Google E-books: The future ain’t what it used to be.
Google opened its long-awaited e-book store on Monday to much fanfare and media attention, but now that a few days have passed and smart observers have had chance to play with the thing, it doesn’t look like the Amazon-killer many had hoped for.
I’ve tried my hardest to shirk my journalistic duty by ignoring the whole thing, curling up instead with a print edition of a new novel called How to Live Safely in a Science Fictional Universe, by wunderkind Charles Yu. The book is a bust, for reasons I may explain elsewhere, but the title is possibly the most clever and also the most relevant of the decade, if not the entirety of human history.
When I was a child, I not only spake as a child but I also loved all things science fiction. I longed for the time–almost within my grasp! — when I could zip around the stars with Kirk and Spock, or traverse galaxies via a Tunnel in the Sky, or homestead the Red Planet during the era of The Martian Chronicles, or participate in the next step of human evolution at the foot of a monolith on one of Saturn’s moons.
At the very least, I’d be talking with my mind, commuting in a flying car, living in a house designed by Richard Neutra, relaxing with an after-work cocktail served by a servo-butler and smoking vitamin-packed cigarettes.
The sci-fi reality turns out to be a lot less glamorous, stylish or interesting. And we do live in a science fiction reality, thanks to the dazzling capacities of digital technology — which is busily destroying, supplanting or eating everything I hold dear, and without giving real value in return.
For example, the Internet has blasted newspapers and magazines into obsolescence, yet remains, apart from speed, a vastly inferior source of news and journalism. Here’s another blog IOU: Someday I promise to explain why newspapers are a superior news source to the Internet. It’s not, let me assure, just because I personally prefer the feel of newsprint.
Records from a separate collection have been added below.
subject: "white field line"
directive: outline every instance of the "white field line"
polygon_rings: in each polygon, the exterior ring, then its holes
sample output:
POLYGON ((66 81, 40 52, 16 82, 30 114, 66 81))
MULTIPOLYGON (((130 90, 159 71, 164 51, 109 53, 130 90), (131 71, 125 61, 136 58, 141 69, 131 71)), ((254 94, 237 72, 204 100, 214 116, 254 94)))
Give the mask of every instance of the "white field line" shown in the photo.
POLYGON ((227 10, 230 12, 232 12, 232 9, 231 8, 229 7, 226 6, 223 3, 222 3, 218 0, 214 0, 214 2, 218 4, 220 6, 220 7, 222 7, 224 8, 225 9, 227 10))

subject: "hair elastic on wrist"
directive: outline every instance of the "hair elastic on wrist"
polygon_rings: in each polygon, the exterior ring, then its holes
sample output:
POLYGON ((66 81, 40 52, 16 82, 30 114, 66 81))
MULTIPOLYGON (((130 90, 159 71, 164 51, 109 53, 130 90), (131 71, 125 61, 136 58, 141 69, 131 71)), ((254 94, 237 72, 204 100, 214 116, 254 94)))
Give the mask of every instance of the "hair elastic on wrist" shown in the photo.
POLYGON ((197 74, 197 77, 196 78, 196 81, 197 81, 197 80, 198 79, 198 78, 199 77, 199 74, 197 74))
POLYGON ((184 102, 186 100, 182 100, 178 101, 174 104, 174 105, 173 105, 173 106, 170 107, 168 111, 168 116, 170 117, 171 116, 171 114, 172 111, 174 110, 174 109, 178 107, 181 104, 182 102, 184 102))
Although I do. My preference for printed books over e-books is, I’ll admit, largely a matter of aesthetics. The idea of reading a book off a screen makes me itch all over and incites a desire to shout and throw things this way and that, which would be dumb as I’m sitting at a desk in my own apartment and there are no robomaids around to clean up after me.
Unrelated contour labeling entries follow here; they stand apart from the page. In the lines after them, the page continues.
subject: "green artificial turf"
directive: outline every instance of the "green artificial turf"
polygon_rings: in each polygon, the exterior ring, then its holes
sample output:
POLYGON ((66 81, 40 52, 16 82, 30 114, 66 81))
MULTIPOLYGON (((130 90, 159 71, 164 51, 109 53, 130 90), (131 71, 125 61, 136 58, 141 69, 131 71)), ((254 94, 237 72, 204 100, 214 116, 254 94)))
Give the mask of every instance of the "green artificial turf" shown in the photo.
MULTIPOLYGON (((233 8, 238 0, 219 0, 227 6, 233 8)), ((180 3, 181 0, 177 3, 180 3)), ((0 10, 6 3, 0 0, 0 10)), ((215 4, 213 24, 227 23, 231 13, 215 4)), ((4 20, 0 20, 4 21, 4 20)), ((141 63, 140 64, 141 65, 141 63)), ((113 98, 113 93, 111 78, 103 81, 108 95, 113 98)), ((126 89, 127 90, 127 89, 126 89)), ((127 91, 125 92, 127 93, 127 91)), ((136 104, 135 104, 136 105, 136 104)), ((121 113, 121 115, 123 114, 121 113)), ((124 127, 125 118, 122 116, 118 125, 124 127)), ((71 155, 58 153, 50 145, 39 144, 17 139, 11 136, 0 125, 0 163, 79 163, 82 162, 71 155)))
I also harbor a secret suspicion that e-books are actually Mimzies sent from a future time to corrupt our minds for the betterment of our dying descendants by sending them samples of our unsullied DNA (the joke’s on them — too late!).
Okay, okay, I digress. Over at Salon.com, Laura Miller, a much more diligent journalist than I am, and probably a better all-round human being, has conducted a thorough examination of the Google store and found it wanting in comparison with the evil Galactic Empire — er, I mean Amazon.
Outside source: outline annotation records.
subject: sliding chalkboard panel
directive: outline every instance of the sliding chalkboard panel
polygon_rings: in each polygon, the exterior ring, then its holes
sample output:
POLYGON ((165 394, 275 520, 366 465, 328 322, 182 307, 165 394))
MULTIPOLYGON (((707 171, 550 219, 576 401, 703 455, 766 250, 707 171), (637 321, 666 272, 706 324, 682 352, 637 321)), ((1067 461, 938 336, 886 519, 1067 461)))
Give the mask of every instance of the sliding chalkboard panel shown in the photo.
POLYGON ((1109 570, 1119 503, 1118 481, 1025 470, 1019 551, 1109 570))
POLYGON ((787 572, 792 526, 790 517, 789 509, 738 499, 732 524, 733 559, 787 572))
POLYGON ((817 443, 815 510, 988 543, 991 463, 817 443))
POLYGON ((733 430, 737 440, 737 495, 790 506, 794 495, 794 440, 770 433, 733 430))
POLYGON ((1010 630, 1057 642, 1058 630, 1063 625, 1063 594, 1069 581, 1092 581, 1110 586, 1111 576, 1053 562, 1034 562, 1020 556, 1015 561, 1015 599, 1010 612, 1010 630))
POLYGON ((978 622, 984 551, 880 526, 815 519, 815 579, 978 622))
You can see her reasoning here. She also, to my chagrin, explains clearly why she sometimes prefers e-books to printed ones (et tu, Laura?!?). Her biggest problem with the Google store? Amazingly, given what, you know, Google is famous for, it’s how clumsy the site’s search function is.
Ryk Myslewski also examines the Google store at The Register, a U.K. site, and his conclusion: “Google Books Spanked by Amazon Kindle.”
One unmitigated boon of the Google store (and there are others, for those who give a sh–, oops, sorry — a hoot) is its partnership with independent book stores, which can now sell Google e-books and get a sliver of the digital pie. Not surprisingly, then, one of the best basic primers on the Google store can be found at the website for The Tattered Cover, Denver’s outstanding downtown independent book store.
Now please excuse me while I go reread The Voyage of the Space Beagle. I feel a need to indulge some future nostalgia.